第12話-初めての洗濯3

魔法の軌跡が見えない美琴でも見えるよう、魔法に色を付け“可視化”する。


こっちの世界じゃ見れないものだし、オバケに興味がある美琴だったら喜ぶと思ったのだ。

「ふぉぉお。これはなに!??」


案の定、美琴は目を輝かせていて俺は小さく笑う。機嫌が戻ったみたいで良かった。


『オバケは色々できる。特に俺は長く生きてるから、もっと色々できる。』


正確には俺が異世界出身で、長年いろんな魔物やら人間やらを喰らってスキルを吸収してきたから使えるわけだが、美琴が知るには血生臭い話だ。


折角、こんな平和な世界に住んでいるんだ。言わなくて良い事は言わない。俺はオバケのままで十分だ。


「色々って、何が出来るの?」

『そうだな。たとえば……。』

魔法一覧のウインドウは俺の意思で勝手にスクロールされ、魔法を選択しながら細かな設定がなされていく。片手を掲げると野球ボールくらいの風の球体が発生した。

『見てて?』

それを床に落とすと球体の中に洗剤の粉が吸い寄せられていく。指をひょいひょいと動かせば、球体もまた移動して、溢れた洗剤はほぼ吸い取った。

「わぁ!可愛い!丸い掃除機みたいね。」

『面白いだろ?』

球体を美琴の足の上に持っていくと、そこに溢れた洗剤も吸い取っていく。

「ふふっ擽ったい。」

『美琴も綺麗になった。箱を起こして床に置いてくれる?』

「……これでいい?」

『うんうん。』


空になった箱の上に球体を持ってくると、両手で球体の大きさほどの輪を作り、ぐっと拡げるように離すと、粉洗剤をぎゅうぎゅうに詰め込んでいた風の球体も大きくなっていく。

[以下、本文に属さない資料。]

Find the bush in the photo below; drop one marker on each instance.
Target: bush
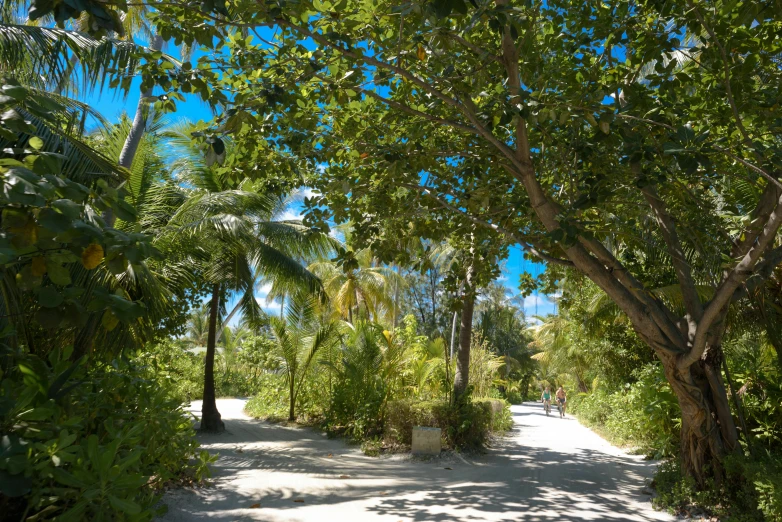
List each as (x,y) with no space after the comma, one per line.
(172,365)
(464,425)
(751,491)
(270,401)
(92,443)
(644,414)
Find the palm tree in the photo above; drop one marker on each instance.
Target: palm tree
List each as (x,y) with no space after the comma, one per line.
(38,59)
(230,228)
(300,337)
(365,284)
(197,326)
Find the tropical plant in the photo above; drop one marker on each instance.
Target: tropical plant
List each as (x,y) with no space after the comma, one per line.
(360,283)
(300,338)
(230,227)
(529,148)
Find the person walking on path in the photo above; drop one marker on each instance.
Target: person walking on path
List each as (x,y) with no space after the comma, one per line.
(545,398)
(562,400)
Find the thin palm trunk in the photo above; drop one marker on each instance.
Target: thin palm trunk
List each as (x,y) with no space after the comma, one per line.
(139,120)
(211,421)
(453,332)
(292,408)
(462,377)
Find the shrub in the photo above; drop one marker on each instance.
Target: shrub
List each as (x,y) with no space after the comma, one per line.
(92,443)
(751,490)
(644,414)
(173,366)
(464,425)
(270,400)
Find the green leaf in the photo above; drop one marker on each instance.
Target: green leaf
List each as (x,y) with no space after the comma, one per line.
(14,485)
(58,274)
(35,142)
(49,297)
(126,506)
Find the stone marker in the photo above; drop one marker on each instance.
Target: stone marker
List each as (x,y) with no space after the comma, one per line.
(426,441)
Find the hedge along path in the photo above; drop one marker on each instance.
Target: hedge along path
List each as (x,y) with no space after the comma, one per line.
(546,469)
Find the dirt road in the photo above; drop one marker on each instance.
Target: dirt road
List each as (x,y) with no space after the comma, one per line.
(547,469)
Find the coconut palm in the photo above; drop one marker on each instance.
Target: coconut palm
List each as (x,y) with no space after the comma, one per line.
(300,337)
(229,229)
(366,284)
(198,326)
(38,58)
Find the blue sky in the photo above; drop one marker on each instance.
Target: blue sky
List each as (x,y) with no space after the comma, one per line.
(111,106)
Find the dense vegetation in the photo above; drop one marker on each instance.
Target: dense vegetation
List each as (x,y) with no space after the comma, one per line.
(634,148)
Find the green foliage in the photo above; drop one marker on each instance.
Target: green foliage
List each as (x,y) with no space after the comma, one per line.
(644,414)
(465,425)
(751,490)
(366,375)
(271,402)
(93,443)
(174,367)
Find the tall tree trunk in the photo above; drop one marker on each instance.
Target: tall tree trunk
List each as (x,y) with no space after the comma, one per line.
(708,431)
(292,402)
(139,120)
(211,421)
(453,332)
(462,377)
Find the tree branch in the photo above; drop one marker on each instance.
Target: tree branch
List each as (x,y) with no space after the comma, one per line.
(727,288)
(521,241)
(692,301)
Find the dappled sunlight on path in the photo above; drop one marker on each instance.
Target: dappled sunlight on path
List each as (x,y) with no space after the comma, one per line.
(547,469)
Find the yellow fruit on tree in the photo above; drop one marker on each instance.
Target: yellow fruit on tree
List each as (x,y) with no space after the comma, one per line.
(92,256)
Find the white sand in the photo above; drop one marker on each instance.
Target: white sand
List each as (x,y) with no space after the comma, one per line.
(547,469)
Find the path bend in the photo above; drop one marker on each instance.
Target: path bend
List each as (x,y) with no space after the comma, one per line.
(547,469)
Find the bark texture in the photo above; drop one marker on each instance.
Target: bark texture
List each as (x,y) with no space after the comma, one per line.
(211,420)
(139,120)
(462,377)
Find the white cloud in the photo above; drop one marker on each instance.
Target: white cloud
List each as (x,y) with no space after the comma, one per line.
(290,215)
(308,192)
(538,305)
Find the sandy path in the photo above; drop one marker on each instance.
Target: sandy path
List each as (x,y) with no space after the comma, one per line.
(547,469)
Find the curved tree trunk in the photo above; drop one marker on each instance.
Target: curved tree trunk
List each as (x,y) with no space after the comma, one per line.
(461,379)
(708,431)
(211,420)
(292,402)
(139,120)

不純物を風を使って取り除いていき、洗剤のみをサラサラと箱に戻していく。

こんな魔法の使い方をしたのは初めてだ。本来なら風魔法は切り裂くか薙ぎ倒すものだから。 

誰も傷つけない魔法の使い方か。これはこれで面白いな。


最後の一粒まで箱に戻すと息を呑んで見つめていた琴音がパチパチと拍手する。

「濯ちゃん!すごい!見て、元通りだわ。ありがとう。」

嬉しそうに俺に箱を見せながらそう言うと、俺の分身体の黒い影の頭の部分を撫でようとしてスカッと宙を掻く。

『あ……あぁ、すまん。この姿は触れないんだ。』

「そうなの?オバケはやっぱり触れないのね。」

残念そうな美琴を見つめる。

俺も……褒められたい、なんて年甲斐も無く思ってしまう。どうせなら本体に触れて欲しい。

『あの、あのな……!代わりに洗濯機を撫でてくれたら……その、嬉しいんだ……けど。』

チラリと琴美を見上げると、頬を染めて、だらし無く顔を緩めて笑いながら俺を見ていてビクッとする。

「濯ちゃぁん!!」

『わぁっ!?』

突如、ガバッと洗濯機に抱き付いてあちこち撫で回され。俺はあまりの驚きに思考が停止する。

「なぁんて可愛いオバケなの?私あなたの事大大大好きよ!あぁぁ!あなたと出会えて良かった!」


俺からしたら泣くほど嬉しい言葉だ。一気に心が満たされていく。俺も美琴を抱き締めてスリスリできたらどんなに良いだろう。


俺は分身体で、彼女の頭を撫でるふりをする。

『俺も、美琴に出会えてよかった。』


そう言うと、美琴は嬉しそうに笑ってくれた。

ああ、なんて幸せなんだろう。


その後、俺の指導の元、美琴は記念すべき第一回目の洗濯をしたのだった。